Thanks for helping me out here.
You might try making your oligos file contain 10 N’s and then your primer sequence. You might also tell your sequence provider that their approach was a real pain in the rear and hurts your ability to get the best possible data sicne you’re sequencing garbage.
Thanks for the fast reply.
I told them. Really annoying! Especially since they told me only after a couple of emails when I insisted on “something is wrong!”.
Anyways, I need to deal with it now. And I am really, really sorry, to have to bother other people with such things. When they make such a mess, they should at least clean it up before they sell it… They do, but you need to pay that cleaning service…
I tried several things now, none of them really worked out.
(i) make.contigs using oligo file. It scraps nearly all sequences.

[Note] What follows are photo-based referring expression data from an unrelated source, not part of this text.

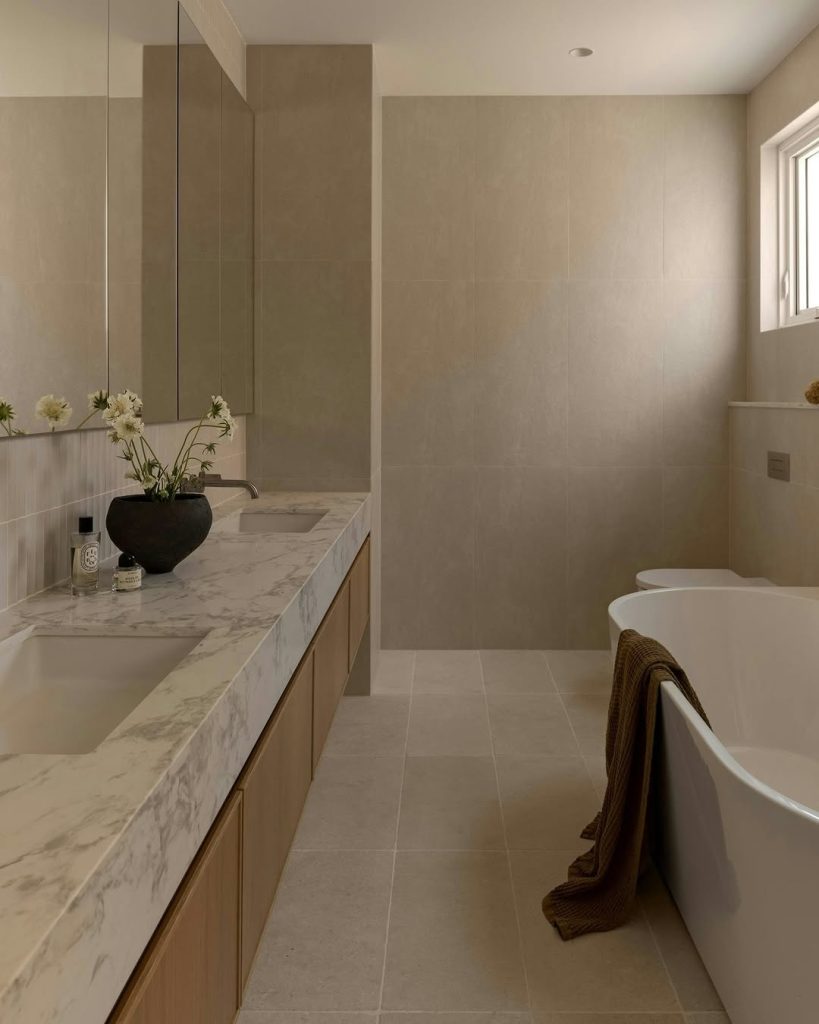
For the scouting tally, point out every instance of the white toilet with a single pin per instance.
(664, 579)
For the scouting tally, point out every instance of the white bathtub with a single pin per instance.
(739, 843)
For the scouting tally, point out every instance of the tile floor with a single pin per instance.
(443, 808)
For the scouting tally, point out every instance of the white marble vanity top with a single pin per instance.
(93, 846)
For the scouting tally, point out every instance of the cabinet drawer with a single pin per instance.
(359, 599)
(332, 652)
(274, 785)
(189, 974)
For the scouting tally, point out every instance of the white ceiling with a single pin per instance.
(496, 47)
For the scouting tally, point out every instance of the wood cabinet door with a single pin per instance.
(189, 973)
(274, 785)
(332, 667)
(359, 599)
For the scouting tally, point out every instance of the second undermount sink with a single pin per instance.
(272, 521)
(65, 693)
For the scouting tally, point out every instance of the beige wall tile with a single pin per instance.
(521, 226)
(615, 186)
(315, 105)
(453, 940)
(312, 313)
(429, 187)
(615, 374)
(521, 373)
(703, 369)
(428, 523)
(704, 187)
(615, 530)
(520, 543)
(695, 516)
(429, 373)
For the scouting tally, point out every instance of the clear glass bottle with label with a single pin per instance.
(127, 574)
(85, 557)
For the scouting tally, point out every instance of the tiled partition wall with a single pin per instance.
(775, 525)
(47, 481)
(563, 327)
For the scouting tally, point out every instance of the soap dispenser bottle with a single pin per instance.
(85, 557)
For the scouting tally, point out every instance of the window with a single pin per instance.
(799, 243)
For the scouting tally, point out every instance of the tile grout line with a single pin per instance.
(529, 1008)
(395, 843)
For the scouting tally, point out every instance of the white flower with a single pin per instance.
(119, 404)
(127, 426)
(56, 412)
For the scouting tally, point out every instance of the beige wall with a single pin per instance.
(563, 327)
(219, 31)
(775, 525)
(47, 481)
(781, 364)
(313, 270)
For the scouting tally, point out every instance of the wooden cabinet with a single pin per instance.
(332, 660)
(274, 785)
(359, 600)
(189, 973)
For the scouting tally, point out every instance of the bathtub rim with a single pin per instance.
(717, 748)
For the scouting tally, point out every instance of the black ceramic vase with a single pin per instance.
(159, 535)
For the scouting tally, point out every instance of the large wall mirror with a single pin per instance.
(126, 211)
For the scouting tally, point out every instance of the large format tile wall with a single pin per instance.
(775, 524)
(313, 109)
(564, 306)
(47, 481)
(781, 364)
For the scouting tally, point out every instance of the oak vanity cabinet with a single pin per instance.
(273, 786)
(189, 972)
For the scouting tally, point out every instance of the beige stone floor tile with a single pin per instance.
(580, 671)
(596, 767)
(453, 937)
(487, 1017)
(610, 972)
(352, 805)
(692, 982)
(449, 724)
(589, 715)
(450, 804)
(608, 1019)
(529, 725)
(322, 946)
(547, 802)
(516, 672)
(296, 1017)
(447, 672)
(394, 674)
(374, 726)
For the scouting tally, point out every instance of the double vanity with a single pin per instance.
(156, 751)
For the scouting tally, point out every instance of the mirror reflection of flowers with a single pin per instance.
(55, 412)
(7, 419)
(160, 480)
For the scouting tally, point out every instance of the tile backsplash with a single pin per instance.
(48, 480)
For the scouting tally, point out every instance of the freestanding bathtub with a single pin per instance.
(739, 843)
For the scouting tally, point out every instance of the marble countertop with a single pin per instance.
(93, 846)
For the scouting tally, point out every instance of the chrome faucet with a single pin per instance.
(199, 483)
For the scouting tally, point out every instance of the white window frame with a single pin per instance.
(800, 144)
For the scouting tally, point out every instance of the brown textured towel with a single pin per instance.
(602, 883)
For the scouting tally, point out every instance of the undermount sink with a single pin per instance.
(271, 521)
(65, 693)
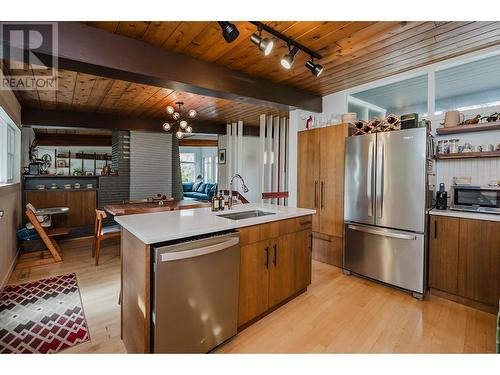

The oligo file looks something like this:
primer CCTACGGGNGGCWGCAG TACNVGGGTATCTAATCC
primer CCTACGGGNGGCWGCAG NTACNVGGGTATCTAATCC
primer CCTACGGGNGGCWGCAG NNTACNVGGGTATCTAATCC
primer CCTACGGGNGGCWGCAG NNNTACNVGGGTATCTAATCC
primer CCTACGGGNGGCWGCAG NNNNTACNVGGGTATCTAATCC
…'listing all possible combinations…
barcode none none myGroup
(ii) trim.seqs after making contigs. It scraps a bit more than half of the sequences. The oligo looks something like this. The reverse is the reverse compliment:
(iii) trim.seqs prior to make.contigs. Works fine for the forward. I scrap around 2% of the sequences. Doing the exact same command (independent of reverse compliment of the reverse primer - I checked just to be sure) crashes mothur instantly without even given an entry in the logfile.
I tried with the checkorient parameter, it affects only the time needed to run the command, naturally.
Any further suggestions? This is a huge pain for a small task… Is there an option to simply cut the first and last 20 bp of each seq? It would solve all problems.
Thanks a lot!
The chop.seqs command allows for trimming sequences by a given number of bases. http://www.mothur.org/wiki/Chop.seqs
Thanks a lot - for the fast reply and for solving this problem. That was what I had been searching for. Perfect.
To make this story complete and not just tell bad things about sequencing companies: I insisted and they sent me the trimmed sequences.